Es heißt oft, dass die Bewertung eines Unternehmens mehr Kunst als Wissenschaft ist – und das aus gutem Grund. Einfach nur Zahlen einzugeben und ein präzises, realitätsnahes Ergebnis zu erwarten, ist ein Trugschluss. Der wahre Wert eines Unternehmens geht weit über reine Kennzahlen hinaus – qualitative Faktoren wie Marktposition, Wachstumspotenzial und strategische Chancen spielen eine entscheidende Rolle.

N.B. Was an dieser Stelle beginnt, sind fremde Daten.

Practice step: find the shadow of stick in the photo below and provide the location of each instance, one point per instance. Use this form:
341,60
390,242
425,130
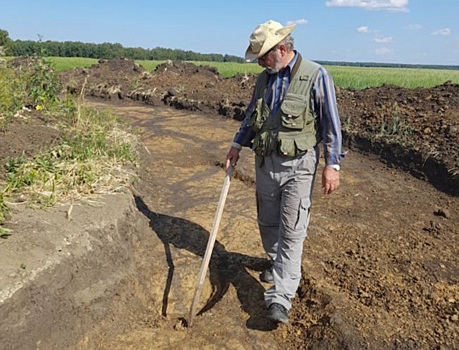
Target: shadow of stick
225,267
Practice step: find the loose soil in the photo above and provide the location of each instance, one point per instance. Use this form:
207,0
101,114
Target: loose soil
380,265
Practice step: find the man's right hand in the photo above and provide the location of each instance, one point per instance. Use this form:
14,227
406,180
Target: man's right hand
232,157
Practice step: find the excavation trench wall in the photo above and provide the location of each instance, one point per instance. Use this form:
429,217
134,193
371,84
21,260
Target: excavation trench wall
73,274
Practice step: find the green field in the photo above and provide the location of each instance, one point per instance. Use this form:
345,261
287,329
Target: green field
344,77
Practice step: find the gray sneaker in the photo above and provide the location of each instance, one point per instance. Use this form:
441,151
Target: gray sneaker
267,275
278,313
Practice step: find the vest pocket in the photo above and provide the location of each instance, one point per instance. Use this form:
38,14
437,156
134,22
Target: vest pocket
293,145
257,118
292,109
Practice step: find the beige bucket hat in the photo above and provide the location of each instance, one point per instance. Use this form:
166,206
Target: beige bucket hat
264,37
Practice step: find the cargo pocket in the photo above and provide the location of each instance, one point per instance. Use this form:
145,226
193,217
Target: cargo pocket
292,109
303,215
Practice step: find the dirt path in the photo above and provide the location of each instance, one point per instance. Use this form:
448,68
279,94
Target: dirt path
380,268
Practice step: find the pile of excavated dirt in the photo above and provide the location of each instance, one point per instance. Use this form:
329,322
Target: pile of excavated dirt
380,265
416,129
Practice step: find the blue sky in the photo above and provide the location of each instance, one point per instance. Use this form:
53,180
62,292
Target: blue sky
390,31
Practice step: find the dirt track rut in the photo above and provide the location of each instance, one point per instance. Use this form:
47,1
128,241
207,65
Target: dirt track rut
380,266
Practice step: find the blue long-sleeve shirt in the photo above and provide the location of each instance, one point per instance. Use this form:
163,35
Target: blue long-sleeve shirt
323,100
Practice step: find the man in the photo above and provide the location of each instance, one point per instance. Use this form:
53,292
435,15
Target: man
292,109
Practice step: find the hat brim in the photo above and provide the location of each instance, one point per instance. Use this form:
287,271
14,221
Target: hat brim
272,41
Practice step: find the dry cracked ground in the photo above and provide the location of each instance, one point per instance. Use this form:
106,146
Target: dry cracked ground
380,265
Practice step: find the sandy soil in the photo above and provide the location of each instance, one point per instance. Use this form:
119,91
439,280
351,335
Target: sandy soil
380,269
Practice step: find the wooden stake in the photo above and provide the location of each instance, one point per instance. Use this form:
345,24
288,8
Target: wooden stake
210,245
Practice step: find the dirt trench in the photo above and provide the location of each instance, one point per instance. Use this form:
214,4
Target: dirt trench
380,266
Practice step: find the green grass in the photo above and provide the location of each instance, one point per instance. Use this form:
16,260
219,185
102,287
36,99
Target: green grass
344,77
363,77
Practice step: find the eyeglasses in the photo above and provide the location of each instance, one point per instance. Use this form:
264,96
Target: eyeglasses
265,56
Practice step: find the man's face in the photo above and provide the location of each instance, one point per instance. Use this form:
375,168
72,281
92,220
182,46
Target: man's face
271,60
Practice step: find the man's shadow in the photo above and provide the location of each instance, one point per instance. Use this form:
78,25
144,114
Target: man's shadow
225,267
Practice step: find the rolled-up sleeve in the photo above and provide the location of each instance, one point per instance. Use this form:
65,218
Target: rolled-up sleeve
324,101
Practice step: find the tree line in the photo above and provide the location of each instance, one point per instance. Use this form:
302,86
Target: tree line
108,50
104,50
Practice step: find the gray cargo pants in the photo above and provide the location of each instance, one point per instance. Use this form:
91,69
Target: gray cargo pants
284,188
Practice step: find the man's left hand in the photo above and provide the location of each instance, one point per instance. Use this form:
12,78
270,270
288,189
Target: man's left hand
330,180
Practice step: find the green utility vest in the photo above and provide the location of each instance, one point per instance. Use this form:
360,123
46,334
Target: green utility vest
293,129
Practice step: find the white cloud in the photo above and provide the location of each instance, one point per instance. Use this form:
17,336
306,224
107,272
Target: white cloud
383,51
298,21
414,27
444,31
387,5
386,40
364,29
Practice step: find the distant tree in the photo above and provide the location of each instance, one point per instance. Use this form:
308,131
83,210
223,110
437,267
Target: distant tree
5,41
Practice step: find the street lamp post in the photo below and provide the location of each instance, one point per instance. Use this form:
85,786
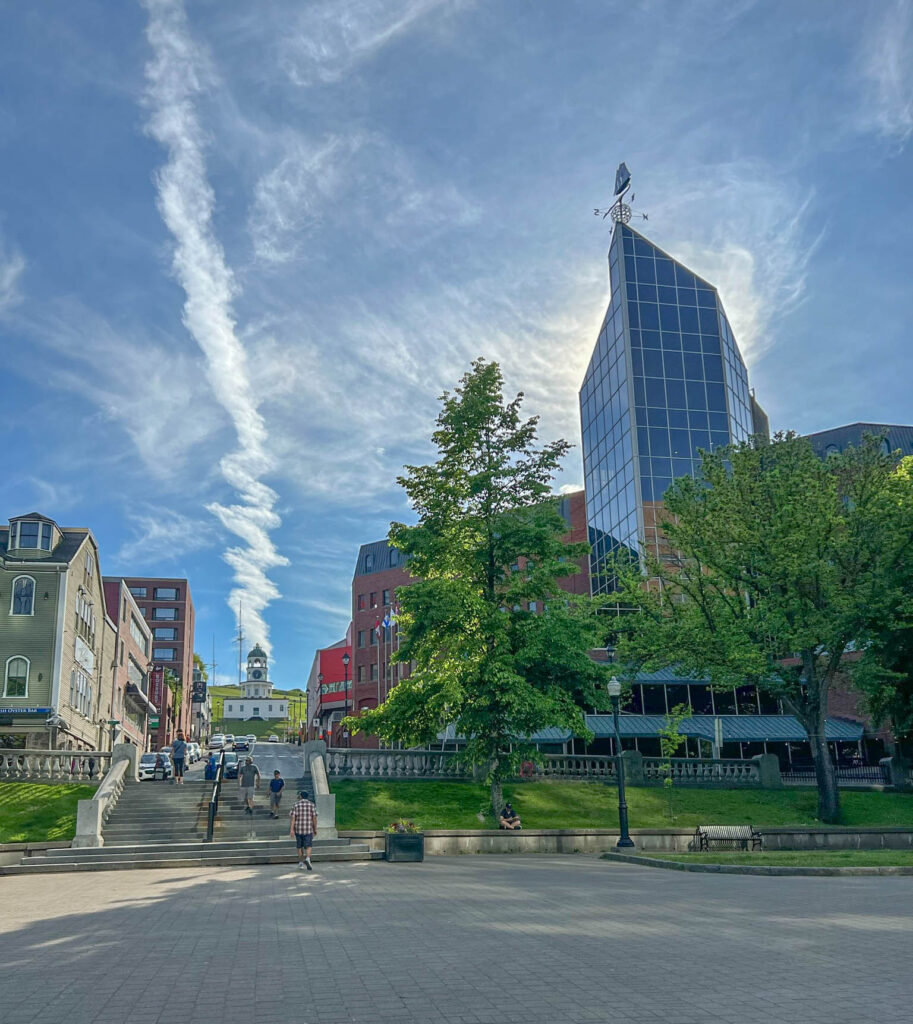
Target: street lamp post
346,660
624,840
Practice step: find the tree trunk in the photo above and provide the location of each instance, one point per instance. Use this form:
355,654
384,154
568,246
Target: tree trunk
825,775
496,796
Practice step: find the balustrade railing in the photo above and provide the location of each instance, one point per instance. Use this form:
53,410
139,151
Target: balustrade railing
393,764
696,771
575,766
64,766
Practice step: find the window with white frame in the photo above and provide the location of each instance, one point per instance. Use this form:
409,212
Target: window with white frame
16,677
23,602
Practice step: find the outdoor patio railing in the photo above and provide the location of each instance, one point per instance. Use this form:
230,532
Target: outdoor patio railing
37,765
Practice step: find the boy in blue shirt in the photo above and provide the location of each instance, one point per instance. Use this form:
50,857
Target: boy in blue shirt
276,784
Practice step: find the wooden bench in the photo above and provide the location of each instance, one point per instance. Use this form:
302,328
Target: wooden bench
726,838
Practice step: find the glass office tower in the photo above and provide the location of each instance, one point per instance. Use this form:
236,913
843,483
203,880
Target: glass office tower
665,379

Auf dieser Seite stellen wir Ihnen die gängigsten Bewertungsmethoden vor – von Multiplikatoren über DCF bis hin zur Sum-of-the-Parts-Bewertung. Jede Methode hat ihre Stärken und Schwächen, weshalb es in der Praxis meist am sinnvollsten ist, eine Kombination mehrerer Methoden zu wählen, um eine fundierte und belastbare Bewertung zu erhalten. Es ist zu beachten: Unternehmenswert ≠ Kaufpreis
Lesen Sie weiter und finden Sie heraus, welche Bewertungsmethoden am besten zu Ihrem Unternehmen passen!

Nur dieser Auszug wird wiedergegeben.